Gerry ignored this remark, as he ignored all suggestions that he was less than perfect.
‘Couldn’t bring myself to wear morning dress, I’m afraid,’ said Elvis.
‘Why should you?’ said Gerry, smiling warmly, as if grateful to Elvis for giving him the opportunity to show his broad-mindedness. ‘What do appearances matter? Good for you, say I.’
Two low-flying jets from the American base at Frissingfold hurled themselves against the elegance of the scene, banked steeply over the sturdy Norman tower and were gone, leaving behind them a crying baby, several barking dogs, two shattered greenhouses and a group of Social Liberal Democrats staring at the ruthless blue of the winter sky with a range of emotions, from fury to reassurance, which reflected the unbridgeable gulfs between their various views on defence.
Carol Fordingbridge was the first to drag her eyes down from the ruptured sky. She was therefore the first to see Ted. Ted Simcock, first husband of Gerry’s bride-to-be, former owner of the Jupiter Foundry, was approaching in a hired grey morning suit that almost fitted.
‘Ted!’ said Carol.
‘Dad!’ said Elvis.
‘Hello.’ Ted smiled, well pleased with the effect that he had created. Gerry couldn’t have looked sicker if he’d come fourth behind the Green Party. ‘I … er … I just happened to be passing and I thought, “Good Lord! There’s Gerry in morning dress. It must be Rita’s wedding today. I’ll just pop in and …” Hello, Jenny.’ He broke off to kiss his daughter-in-law, frowning only briefly at the llamas. ‘Hello, Carol.’ There was a kiss for Carol too. ‘Hello, Elvis. “… just pop in and see the woman I was married to for twenty-five years launched on her new idyll of bliss.” As it were.’
‘You just happened to be passing, in full morning dress,’ said Gerry drily, his poise swiftly recovered.
‘Ah. Yes. I’m … er …’ Ted couldn’t help glancing down towards the pale stain on his hired, striped trousers, which he’d only noticed as he was putting them on. ‘I’m on my way to another wedding, funnily enough. Quite a coincidence. The wedding of …’ Ted’s attempt foundered ignominiously on the rocks of their disbelief. ‘Am I hell as like? I wanted to bury the hatchet. Give my blessing to Rita, who still means a lot to me, on what is after all the second happiest day of her life. It’s unconventional behaviour, I know, but then Ted Simcock has never given a fig for convention. I mean, I’m not coming to the reception, obviously.’
‘Obviously.’
‘Quite. I mean, that’s invitation only.’
‘Quite.’
‘Obviously. But churches are public. I have the right, if I read our unwritten constitution correctly. So, I thought, I’ll come to the church. In morning dress.’ Ted glowered at his elder son. ‘As befits.’

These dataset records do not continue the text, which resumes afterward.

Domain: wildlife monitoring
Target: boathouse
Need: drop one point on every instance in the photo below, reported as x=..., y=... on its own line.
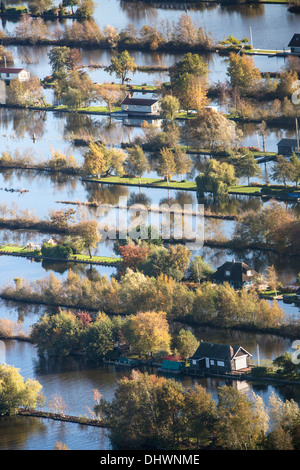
x=287, y=147
x=219, y=358
x=237, y=274
x=9, y=73
x=294, y=44
x=141, y=106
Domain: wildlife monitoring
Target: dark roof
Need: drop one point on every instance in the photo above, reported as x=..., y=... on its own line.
x=171, y=365
x=10, y=70
x=287, y=142
x=139, y=101
x=295, y=41
x=238, y=272
x=223, y=352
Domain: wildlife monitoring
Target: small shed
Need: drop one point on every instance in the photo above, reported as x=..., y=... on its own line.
x=237, y=274
x=141, y=106
x=126, y=362
x=10, y=73
x=287, y=147
x=294, y=44
x=171, y=367
x=219, y=358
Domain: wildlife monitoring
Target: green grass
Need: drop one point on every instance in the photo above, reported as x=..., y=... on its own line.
x=153, y=182
x=14, y=249
x=245, y=189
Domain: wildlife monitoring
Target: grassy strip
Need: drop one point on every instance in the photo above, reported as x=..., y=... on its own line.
x=147, y=182
x=189, y=185
x=15, y=250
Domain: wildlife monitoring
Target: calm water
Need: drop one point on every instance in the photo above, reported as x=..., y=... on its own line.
x=221, y=21
x=73, y=379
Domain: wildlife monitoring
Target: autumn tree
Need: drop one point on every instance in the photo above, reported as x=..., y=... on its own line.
x=97, y=339
x=282, y=170
x=271, y=278
x=136, y=163
x=16, y=393
x=146, y=412
x=295, y=162
x=183, y=162
x=238, y=426
x=246, y=166
x=58, y=335
x=169, y=107
x=182, y=73
x=39, y=6
x=186, y=344
x=166, y=164
x=148, y=332
x=243, y=74
x=89, y=233
x=86, y=9
x=121, y=65
x=94, y=160
x=212, y=130
x=111, y=94
x=216, y=178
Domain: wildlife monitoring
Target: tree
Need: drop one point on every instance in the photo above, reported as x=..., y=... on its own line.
x=146, y=412
x=186, y=344
x=121, y=65
x=169, y=107
x=89, y=233
x=191, y=65
x=212, y=130
x=216, y=178
x=271, y=278
x=97, y=339
x=58, y=335
x=86, y=9
x=286, y=364
x=246, y=166
x=111, y=35
x=166, y=164
x=194, y=96
x=71, y=3
x=279, y=439
x=282, y=170
x=199, y=414
x=148, y=332
x=237, y=426
x=58, y=58
x=295, y=162
x=199, y=270
x=137, y=163
x=183, y=162
x=111, y=94
x=16, y=393
x=94, y=160
x=243, y=73
x=39, y=6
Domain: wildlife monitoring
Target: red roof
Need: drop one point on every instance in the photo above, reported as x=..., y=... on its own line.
x=10, y=70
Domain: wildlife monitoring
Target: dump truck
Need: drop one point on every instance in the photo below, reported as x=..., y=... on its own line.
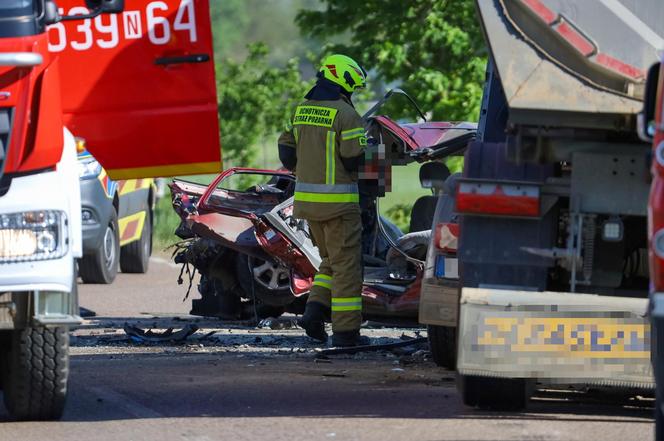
x=553, y=203
x=136, y=85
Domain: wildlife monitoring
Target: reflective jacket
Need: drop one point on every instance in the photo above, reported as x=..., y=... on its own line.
x=322, y=133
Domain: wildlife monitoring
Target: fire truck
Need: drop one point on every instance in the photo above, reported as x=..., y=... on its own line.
x=553, y=204
x=135, y=84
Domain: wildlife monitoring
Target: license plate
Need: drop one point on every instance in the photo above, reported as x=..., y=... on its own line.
x=592, y=337
x=447, y=267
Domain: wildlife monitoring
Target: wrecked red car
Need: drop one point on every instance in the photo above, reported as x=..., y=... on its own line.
x=256, y=259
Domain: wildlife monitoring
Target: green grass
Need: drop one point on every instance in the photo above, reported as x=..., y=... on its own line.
x=395, y=205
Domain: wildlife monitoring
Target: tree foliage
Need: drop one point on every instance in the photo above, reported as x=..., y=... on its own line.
x=431, y=49
x=255, y=100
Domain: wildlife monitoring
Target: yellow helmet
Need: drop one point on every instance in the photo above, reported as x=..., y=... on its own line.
x=345, y=72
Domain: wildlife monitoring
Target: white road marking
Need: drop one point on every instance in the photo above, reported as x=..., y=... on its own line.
x=123, y=402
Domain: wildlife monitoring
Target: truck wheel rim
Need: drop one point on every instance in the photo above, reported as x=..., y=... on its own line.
x=270, y=275
x=109, y=247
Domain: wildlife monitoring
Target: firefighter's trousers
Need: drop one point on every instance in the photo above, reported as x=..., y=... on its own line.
x=338, y=283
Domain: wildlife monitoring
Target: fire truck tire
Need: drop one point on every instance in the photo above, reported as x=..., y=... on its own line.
x=102, y=265
x=509, y=394
x=263, y=275
x=35, y=373
x=442, y=344
x=135, y=257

‘I thought you didn’t give a fig for convention,’ said Elvis, smiling with a self-satisfaction that he couldn’t quite conceal, even though he knew that his hero, Jean-Paul Sartre, would not have regarded such a tiny conversational triumph as worthy of self-satisfaction. But then Jean Paul Sartre hadn’t got a bad third at Keele University.
‘You have to know which figs you give for which conventions,’ said Ted. ‘That’s known as maturity of judgment in my book.’
Jenny’s brother Simon Rodenhurst approached, splendid in his wedding attire. He saw Elvis and Ted, tried not to look like an estate agent, and failed.